Man nehme eine gut funktionierende “Spaß”-App (“musical.ly”), pumpt diese voll, mit eigentlich sehr überflüssigen Filtern, lasse diese von diversen Influencern und Promis nutzen sowie vermarkten – heraus kommt “TikTok”. 

Was ist TikTok?

TikTok war früher musical.ly, welche als Social Media Plattform der besonderen Art eingeführt wurde. Eine Art “Lippen-Syncron-App”, bei der man Musik abspielen konnte (meist aktuelle Songs, hip und aus den Charts). Die Benutzer drehten dann kleine Videos, wie sie zu der Musik performen. Diese kleinen Videos konnten dann geteilt und mit Freunden angesehen werden. Es gab bereits eine “Follower” Funktion, so dass man sich je nach Inhalt schnell eine kleine Community aufbauen konnte.

Die eigentlich spannende Aufgabe bei den Musers (so wurden sie genannt), waren die Battles und Contests. Es gab Vorgaben an die man sich halten sollte, dann drehte man ein kurzes Video und anschließend wurde abgestimmt.
Eine größere Gefolgschaft war da natürlich von Vorteil.

Die Nutzerzahlen von Musical.ly konnten sich sehen lassen. In knapp 2 Jahren (2014-2016) nutzten rund 140 Millionen Nutzer die App. 

2017 folgte dann ein großer Sale. Die App wurde für die stattliche Summe um die 1 Milliarde Dollar verkauft. Kurze Zeit später wurde der Name gestrichen und der bis dahin nicht so populäre Name “TikTok” übernahm die Nutzer. Nach Übernahme und Relaunch 2018 erobert TikTok nun die Social Media Welt. Primär ist die App (und der Dienst dahinter) für Personen ab 13 Jahren gedacht.

Musical.ly hatte 2014-2016 in Summe rund 140 Millionen Nutzer – TikTok wird täglich von der Größenordnung genutzt.
Es ist die, am schnellsten wachsende App-Community der letzten Zeit gehandelt. Mentoren und große Social Media Experten sind sich einig, das TikTok in 2-3 Jahren das ist, was Instagram heute ist. Instagram hingegen wird dann das Facebook von heute sein.

Was macht TikTok so reizvoll?

In erster Linie ist es sehr kurzweilig. Man kann schon mal gut und gerne 1-2 Stunden dort verbringen, ohne es zu merken. Ebenso muss man nicht angemeldet sein, um die Videos dort zu betrachten.
Man kann sich also voll und ganz entertainen lassen und sich Stück für Stück an das neue Medium heran trauen. Ich selbst war lange nicht angemeldet und wagte dann vor kurzem den Schritt.

Und wie ist das so dort?

Es ist bunt, laut und schnell. Man hat das Gefühl man hetzt durch die Gegend und wird immer wieder von neuen Infos und Bildern überrascht. Inhalte dort einzustellen, die man bereits hat, ist einfach. “Auf das Plus” und los geht es.
Inhalte mit Zeitlupen, Filtern etc. zu erstellen, ist hingegen schon etwas schwieriger und benötigt etwas Übung. Meine ersten Videos (weil ich nicht genau wusste, was ich da hochladen soll), waren spielende Hunde und eine Reise-Foto-Diashow. Die Hunde wurden in 24h rund 400 Mal angeschaut (ohne, dass ich nur 1 Follower hatte – Hashtags machen es möglich), die Diashow hingegen war eher ein Flop.

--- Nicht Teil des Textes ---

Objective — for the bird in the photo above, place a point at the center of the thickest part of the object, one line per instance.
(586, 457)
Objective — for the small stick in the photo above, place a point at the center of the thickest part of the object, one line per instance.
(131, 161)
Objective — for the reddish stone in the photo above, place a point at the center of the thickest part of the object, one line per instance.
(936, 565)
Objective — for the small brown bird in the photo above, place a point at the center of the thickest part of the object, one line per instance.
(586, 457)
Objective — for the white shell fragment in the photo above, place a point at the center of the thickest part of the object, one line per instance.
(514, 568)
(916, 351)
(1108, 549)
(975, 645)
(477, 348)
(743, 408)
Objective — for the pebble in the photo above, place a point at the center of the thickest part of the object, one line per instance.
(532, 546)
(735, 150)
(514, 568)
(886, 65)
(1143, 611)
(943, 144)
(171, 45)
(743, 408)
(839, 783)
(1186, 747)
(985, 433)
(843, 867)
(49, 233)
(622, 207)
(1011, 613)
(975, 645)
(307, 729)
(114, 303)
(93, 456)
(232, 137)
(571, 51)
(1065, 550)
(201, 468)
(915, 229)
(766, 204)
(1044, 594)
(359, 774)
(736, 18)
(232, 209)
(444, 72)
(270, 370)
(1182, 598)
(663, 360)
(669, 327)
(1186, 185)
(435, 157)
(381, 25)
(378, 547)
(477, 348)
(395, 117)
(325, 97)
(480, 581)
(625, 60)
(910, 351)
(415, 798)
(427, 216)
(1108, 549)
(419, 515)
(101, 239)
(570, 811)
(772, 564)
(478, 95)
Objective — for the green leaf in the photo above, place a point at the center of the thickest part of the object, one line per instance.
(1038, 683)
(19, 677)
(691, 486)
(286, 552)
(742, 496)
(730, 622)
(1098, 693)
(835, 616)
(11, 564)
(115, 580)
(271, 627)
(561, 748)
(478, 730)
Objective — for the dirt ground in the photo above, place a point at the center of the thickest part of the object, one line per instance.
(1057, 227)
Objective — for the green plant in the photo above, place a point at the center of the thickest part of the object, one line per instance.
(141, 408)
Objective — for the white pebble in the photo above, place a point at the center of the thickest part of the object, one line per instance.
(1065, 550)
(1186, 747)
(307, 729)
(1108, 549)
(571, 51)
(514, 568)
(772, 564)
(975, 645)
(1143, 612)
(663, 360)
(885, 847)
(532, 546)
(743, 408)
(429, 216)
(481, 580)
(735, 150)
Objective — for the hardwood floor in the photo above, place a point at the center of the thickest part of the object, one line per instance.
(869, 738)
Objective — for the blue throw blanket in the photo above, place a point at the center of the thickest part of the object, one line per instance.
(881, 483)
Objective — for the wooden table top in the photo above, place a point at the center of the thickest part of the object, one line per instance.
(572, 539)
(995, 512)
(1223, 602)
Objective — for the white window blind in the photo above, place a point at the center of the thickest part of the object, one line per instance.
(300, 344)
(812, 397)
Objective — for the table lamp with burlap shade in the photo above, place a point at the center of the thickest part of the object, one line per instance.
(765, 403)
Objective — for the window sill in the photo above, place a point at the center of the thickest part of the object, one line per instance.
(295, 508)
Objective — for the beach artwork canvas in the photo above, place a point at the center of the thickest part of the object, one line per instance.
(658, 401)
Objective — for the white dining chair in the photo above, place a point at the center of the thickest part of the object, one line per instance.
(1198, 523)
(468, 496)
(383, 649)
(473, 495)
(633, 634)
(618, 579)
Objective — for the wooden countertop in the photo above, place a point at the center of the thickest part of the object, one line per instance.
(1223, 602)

Welche Inhalte sind dafür gut?

Die Inhalte können natürlich von “ernst” über “spaßig” alles sein. Man sollte sich auf die Kurzweiligkeit konzentrieren. Videos die länger als 20 Sekunden gehen, müssen inhaltlich so stark sein, dass es sich wirklich lohnt.
Da man nur ein Swipe davon entfernt ist, dass das eigene Video weggedrückt wird, sollte man also schnell und gut performen, sonst wird es schwer.

Wie sieht die Zukunft von TikTok aus?

Auch wenn ich der Plattform noch nicht viel abgewinnen kann, muss man sagen, dass es wohl die Wegrichtung ist, auf die wir zusteuern. Unabhängig davon ob wir das gut oder schlecht finden. Die zukünftige Aufmerksamkeit ist auf TikTok.
Es ist gerade ein Textprogramm gestartet, bei der getestet wird, in wie weit sich ein Shop mit den Videos vereinbaren lässt. So wird die Influencer-Seite mehr gestärkt.
Wir werden also weiter davon hören und spätestens in 2-3 Jahren wissen wir, ob wir uns heute einen Account hätte machen sollen!

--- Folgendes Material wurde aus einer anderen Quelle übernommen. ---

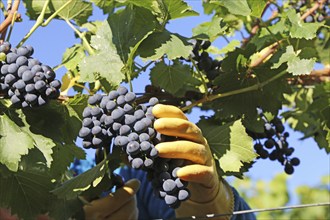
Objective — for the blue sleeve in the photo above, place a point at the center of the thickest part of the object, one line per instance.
(152, 207)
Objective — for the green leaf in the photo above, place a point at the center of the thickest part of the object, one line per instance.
(299, 29)
(79, 10)
(257, 7)
(106, 5)
(26, 193)
(172, 78)
(72, 56)
(14, 143)
(151, 5)
(106, 63)
(177, 9)
(66, 209)
(296, 66)
(73, 187)
(63, 156)
(159, 44)
(210, 29)
(229, 143)
(237, 7)
(128, 27)
(301, 66)
(34, 7)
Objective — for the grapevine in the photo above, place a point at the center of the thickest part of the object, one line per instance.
(249, 75)
(117, 121)
(24, 79)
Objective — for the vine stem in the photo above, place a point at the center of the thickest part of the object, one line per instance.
(201, 75)
(234, 92)
(82, 37)
(40, 20)
(11, 15)
(312, 9)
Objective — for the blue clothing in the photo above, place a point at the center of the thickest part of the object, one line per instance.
(152, 207)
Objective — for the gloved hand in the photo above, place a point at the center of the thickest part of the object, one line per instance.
(118, 205)
(209, 193)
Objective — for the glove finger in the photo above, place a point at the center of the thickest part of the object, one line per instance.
(183, 149)
(197, 173)
(105, 206)
(167, 111)
(128, 212)
(179, 128)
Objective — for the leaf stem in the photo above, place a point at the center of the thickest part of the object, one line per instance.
(55, 13)
(234, 92)
(82, 37)
(84, 87)
(11, 26)
(273, 35)
(4, 25)
(36, 24)
(201, 76)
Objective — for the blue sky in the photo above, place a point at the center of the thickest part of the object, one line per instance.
(50, 43)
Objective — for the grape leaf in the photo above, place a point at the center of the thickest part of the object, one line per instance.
(34, 7)
(10, 133)
(151, 5)
(257, 7)
(299, 29)
(73, 187)
(129, 27)
(66, 209)
(158, 44)
(172, 78)
(210, 29)
(177, 9)
(72, 56)
(106, 5)
(296, 66)
(105, 63)
(79, 10)
(301, 66)
(26, 193)
(237, 7)
(229, 143)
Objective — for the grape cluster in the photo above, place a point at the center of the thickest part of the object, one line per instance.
(117, 120)
(24, 79)
(275, 145)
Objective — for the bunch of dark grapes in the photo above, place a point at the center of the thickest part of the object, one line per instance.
(116, 120)
(24, 79)
(272, 144)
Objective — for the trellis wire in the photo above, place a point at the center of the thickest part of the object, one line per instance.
(210, 216)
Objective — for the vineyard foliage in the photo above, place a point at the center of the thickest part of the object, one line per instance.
(279, 67)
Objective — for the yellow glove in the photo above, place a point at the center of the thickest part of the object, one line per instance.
(209, 194)
(118, 205)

Mein Tipp – Account anlegen und einfach mal ein paar Videos machen.

PRO TIPP: Videos via TikTok erstellen (gibt viele tolle Filter!!), diese dann exportieren und bei Instagram als Story hochladen. Am Ende gibt es den “TikTok”-Hinweis und so wird die Cross-Produktion perfektioniert!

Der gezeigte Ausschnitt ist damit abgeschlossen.